Она не хотела, чтобы ее радость заметил Андрей. За все годы, которые прожила Мария в этих горах, ни разу не пожаловалась мужу на то, что не может привыкнуть к диким хмурым скалам, к бесцветному небу, к холодному солнцу, к леденящим ветрам, к пулеметам, стоявшим у амбразур. Андрею было известно только одно: его жена никак не может запомнить нерусские названия ущелий и перевалов. Возвращаясь домой после очередного боя с какой-нибудь бандой, он говорил: «На перевале, где «лошадь поседела», поддали жарку мы басмачам». Или: «Ни один бандит из ущелья «вернувшегося эха» не ушел». И она понимала, где вели бой пограничники, потому что знала удивительные легенды почти о всех перевалах и о десятках ущелий. Многие из этих легенд волновали ее. И часто думала она: «Сказка это? Либо быль? Действительность или мечта о верной дружбе, о мужестве, о чести, о любви?»
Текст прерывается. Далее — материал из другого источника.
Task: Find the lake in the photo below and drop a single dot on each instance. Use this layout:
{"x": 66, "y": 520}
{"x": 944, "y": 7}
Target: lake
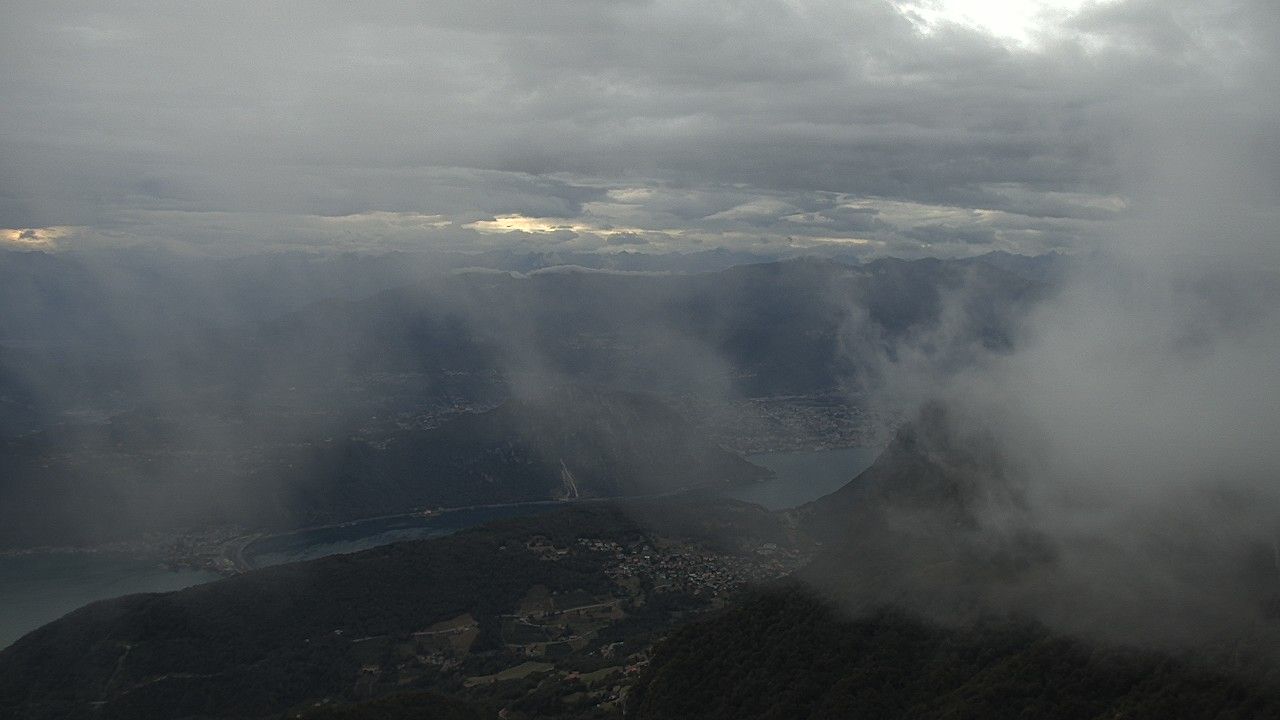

Особенно запомнились ей две легенды. Первую рассказал Андрей, когда они, молодожены, добирались до заставы. Ехали верхом. Со взводом пограничников. Ехали несколько дней. На вершине каждого перевала делали длительные остановки. Однажды спешились на перевале Кызыл-арт («красная спина»). После того как протерли взмыленных коней жгутами из сена, надели им на морды торбы с овсом и лошади, устало опустив головы, принялись аппетитно жевать, Андрей взял Марию за руку и позвал:
«Пойдем-ка вон за тот камень».
«А что там?»
«Пойдем, пойдем».
Метрах в двадцати от дороги, за большим обломком скалы, на холмике из мелких камней стоял шест, к которому шерстяной бечевой была привязана толстая черная коса. Ветер покачивал эту косу, и Марии показалось, что шест движется, как живой, а коса колышется в такт этому движению.
«Что это, Андрюша?!»
«Могила девушки, которая умела любить».
«Расскажи».
«Один из старшин племени, которых здесь было много в прошлом, получив богатый калым, отдал в жены свою дочь такому же старому и богатому главе соседнего племени. В самый разгар свадьбы, когда гости выпили изрядно кумыса и бузы, началось состязание акынов. Естественно, каждый поддерживал своего любимца, подбадривал криками, подхваливал. О невесте совсем забыли. Она же, заметив это, убежала. Любила она одного юношу-джигита, а отец перед самой свадьбой (догадывался, видно, о их любви) с каким-то поручением послал его в Хорог. Девушка к нему и подалась.
Состязание певцов окончилось, хватились — невесты нет. Сперва по юртам искали, потом начали по близким ущельям рыскать. Как в воду канула. А тут и ночь на дворе. Решили до утра подождать. Утром тоже не нашли. Кто-то и сказал тогда, что, дескать, не в Хорог ли невеста направилась? Рассвирепел отец, велел седлать коней.